Is P. Catharine Dunnagan’s life coming into focus? Part of it, at least. I doubt she identified herself solely an exemplar of racial debate. Add these to your portrait. In the 1880 census, column 11 under Civil Condition, Catharine is marked as Widowed or Divorced and only Alsey and Edwin lived with her. Where did Norman, Roscoe and James go? I don’t know, but he hadn’t died because he was back with her in 1900. Were they separated? What drove them apart? Certainly he wasn’t simply away or she wouldn’t have claimed divorced status? The census does not indicate how long they were apart. Just the year the taker came around, or much, much longer? And why was he marked as white when he returned?
And was Norman the free black man living with the Links in 1840?
Catharine’s rural life changed around her. The Dunnagans remained farmers, but many of the poor families in their neighborhood turned to the tobacco factories in Durham for work, as indicated by the number of women and girls recorded as “stringing tobacco bags” for an occupation. Certainly the most obvious sign of her transforming landscape was the appearance in 1887 of the city’s new water pumping station across the river from her home. Was it a grimy harbinger of the Twentieth Century? Or was it just another large stone building in a visually inconvenient location between Cole’s and Guess’ mills on the industry-heavy Eno.

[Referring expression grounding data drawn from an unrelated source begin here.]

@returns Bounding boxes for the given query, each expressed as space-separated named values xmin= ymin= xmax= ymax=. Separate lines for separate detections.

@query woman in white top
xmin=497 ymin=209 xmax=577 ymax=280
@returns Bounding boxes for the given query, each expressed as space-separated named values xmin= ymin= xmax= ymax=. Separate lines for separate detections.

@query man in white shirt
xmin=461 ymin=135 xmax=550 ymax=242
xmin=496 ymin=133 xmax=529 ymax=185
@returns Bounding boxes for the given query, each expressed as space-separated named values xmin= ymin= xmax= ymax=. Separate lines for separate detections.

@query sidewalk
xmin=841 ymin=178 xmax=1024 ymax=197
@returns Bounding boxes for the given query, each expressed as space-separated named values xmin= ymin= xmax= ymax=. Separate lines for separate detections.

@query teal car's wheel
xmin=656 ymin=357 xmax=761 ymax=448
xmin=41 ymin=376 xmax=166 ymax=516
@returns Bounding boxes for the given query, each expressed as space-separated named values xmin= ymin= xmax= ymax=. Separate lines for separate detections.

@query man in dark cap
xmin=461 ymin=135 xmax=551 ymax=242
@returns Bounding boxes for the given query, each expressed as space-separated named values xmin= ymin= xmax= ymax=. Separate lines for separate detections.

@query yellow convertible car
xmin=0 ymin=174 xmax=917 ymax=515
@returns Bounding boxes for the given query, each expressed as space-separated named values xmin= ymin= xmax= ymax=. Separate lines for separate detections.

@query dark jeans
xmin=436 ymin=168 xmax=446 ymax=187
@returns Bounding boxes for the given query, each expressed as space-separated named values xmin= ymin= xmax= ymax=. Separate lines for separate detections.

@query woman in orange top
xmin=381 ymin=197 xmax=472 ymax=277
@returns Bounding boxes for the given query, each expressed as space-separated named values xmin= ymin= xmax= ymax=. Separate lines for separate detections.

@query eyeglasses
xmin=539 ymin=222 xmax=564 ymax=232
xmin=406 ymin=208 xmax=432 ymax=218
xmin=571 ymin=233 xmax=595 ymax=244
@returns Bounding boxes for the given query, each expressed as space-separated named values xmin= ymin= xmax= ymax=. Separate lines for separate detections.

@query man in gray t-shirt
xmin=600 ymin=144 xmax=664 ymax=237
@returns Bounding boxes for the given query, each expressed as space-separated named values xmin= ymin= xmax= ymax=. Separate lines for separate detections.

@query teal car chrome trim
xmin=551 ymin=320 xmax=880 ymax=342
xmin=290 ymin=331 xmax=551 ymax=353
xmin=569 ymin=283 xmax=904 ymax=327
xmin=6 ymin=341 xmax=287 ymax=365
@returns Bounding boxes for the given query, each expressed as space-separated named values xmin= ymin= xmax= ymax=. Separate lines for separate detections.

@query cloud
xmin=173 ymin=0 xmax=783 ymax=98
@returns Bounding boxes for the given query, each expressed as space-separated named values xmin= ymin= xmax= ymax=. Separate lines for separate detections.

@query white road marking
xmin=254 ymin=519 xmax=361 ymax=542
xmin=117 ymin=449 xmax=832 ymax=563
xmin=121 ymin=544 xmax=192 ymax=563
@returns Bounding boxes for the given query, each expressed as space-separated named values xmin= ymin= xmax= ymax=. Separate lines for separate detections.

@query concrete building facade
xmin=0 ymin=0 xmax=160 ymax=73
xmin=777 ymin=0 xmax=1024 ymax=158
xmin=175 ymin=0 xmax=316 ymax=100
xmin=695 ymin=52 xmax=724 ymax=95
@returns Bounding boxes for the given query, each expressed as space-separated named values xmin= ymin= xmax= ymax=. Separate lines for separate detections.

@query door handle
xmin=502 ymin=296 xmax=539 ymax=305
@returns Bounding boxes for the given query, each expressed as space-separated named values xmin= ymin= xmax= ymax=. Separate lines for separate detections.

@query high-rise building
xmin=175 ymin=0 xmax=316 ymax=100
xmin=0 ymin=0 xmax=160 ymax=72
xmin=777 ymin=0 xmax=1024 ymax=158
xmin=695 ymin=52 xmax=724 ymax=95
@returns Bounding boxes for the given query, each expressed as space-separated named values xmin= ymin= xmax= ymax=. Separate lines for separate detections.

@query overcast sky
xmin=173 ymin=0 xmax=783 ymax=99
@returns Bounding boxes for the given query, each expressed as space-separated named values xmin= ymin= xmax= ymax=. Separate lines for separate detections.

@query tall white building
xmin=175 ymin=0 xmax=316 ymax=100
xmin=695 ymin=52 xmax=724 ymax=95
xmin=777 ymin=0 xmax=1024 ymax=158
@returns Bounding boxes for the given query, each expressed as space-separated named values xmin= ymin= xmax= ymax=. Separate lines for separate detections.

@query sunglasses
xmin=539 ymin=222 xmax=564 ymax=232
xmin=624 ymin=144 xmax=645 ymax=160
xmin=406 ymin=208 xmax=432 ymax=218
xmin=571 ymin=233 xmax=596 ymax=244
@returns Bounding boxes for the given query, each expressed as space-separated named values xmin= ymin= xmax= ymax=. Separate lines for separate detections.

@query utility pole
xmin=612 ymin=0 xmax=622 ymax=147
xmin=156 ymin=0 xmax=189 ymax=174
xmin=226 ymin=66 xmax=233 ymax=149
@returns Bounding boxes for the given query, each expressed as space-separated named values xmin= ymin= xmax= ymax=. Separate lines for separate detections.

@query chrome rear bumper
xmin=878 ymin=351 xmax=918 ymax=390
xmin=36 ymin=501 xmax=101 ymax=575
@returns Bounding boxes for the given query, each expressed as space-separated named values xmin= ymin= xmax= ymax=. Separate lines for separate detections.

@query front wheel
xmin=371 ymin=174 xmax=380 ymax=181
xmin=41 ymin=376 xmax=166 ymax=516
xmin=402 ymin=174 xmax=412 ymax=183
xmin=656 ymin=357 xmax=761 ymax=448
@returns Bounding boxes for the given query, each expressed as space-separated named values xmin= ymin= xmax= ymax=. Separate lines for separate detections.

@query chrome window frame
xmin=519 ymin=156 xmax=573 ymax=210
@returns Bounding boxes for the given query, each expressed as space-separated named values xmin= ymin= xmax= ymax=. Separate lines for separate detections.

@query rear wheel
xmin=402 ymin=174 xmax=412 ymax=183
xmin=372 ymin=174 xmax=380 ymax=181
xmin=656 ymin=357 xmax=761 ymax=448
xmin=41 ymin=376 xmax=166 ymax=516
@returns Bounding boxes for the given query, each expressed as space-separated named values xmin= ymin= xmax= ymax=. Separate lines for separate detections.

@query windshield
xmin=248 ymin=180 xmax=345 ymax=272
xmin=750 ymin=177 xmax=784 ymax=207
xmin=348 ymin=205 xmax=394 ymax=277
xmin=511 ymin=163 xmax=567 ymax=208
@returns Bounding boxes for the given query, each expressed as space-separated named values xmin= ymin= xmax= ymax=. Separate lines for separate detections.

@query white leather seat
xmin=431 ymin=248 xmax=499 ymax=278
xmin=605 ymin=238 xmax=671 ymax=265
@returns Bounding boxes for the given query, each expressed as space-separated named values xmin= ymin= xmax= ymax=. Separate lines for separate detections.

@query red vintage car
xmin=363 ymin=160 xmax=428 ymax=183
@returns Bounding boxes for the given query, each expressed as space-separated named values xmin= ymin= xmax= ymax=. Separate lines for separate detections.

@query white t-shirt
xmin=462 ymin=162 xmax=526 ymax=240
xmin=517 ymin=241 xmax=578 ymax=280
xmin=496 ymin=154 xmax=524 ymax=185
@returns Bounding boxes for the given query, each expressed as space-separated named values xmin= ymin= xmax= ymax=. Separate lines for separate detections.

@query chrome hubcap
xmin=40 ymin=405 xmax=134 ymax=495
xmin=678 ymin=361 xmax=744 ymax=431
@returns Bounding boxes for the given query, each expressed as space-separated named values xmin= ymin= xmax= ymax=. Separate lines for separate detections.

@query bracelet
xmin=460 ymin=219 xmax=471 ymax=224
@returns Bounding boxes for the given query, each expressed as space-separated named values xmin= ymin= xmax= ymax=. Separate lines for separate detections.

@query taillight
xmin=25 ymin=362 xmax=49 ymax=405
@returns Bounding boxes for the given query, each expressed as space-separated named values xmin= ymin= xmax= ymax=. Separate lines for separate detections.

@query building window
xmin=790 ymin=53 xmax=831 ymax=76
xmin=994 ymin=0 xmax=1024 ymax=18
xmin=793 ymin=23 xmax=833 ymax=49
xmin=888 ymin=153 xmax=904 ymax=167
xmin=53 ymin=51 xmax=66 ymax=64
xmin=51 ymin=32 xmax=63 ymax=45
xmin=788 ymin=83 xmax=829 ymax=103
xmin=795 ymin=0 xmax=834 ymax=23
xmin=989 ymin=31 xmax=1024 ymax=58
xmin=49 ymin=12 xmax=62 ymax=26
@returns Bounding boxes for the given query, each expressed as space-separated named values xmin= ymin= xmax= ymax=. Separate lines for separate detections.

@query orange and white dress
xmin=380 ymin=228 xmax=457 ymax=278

(In her last decade, Catharine lived next door to Kinchin Holloway, a sixty-eight year old Confederate veteran, farmer, husband, and father of twelve children. This interests me because a highly unusual photograph of him during the war has been published, here.)
Anyhow, look again at the subtitle. I wrote that because this draft is based only on seven census manuscripts, one marriage bond, the obituary, one published county record (1840 Slave Schedule), and visual reconnaissance of her home site.
I know there is more. For example, I have not looked up any deeds, estate inventories, or other legal documents. (A search for wills turned up dry.) Nor have I approached the State Parks to search their files for any historical assessments they might have done on the site. And I haven’t checked for descendants. The Rose of Sharon Baptist Church cemetery is filled with Dunnagan offspring, including Alsey. Her great-great grandchildren probably still worship there. What can they tell me?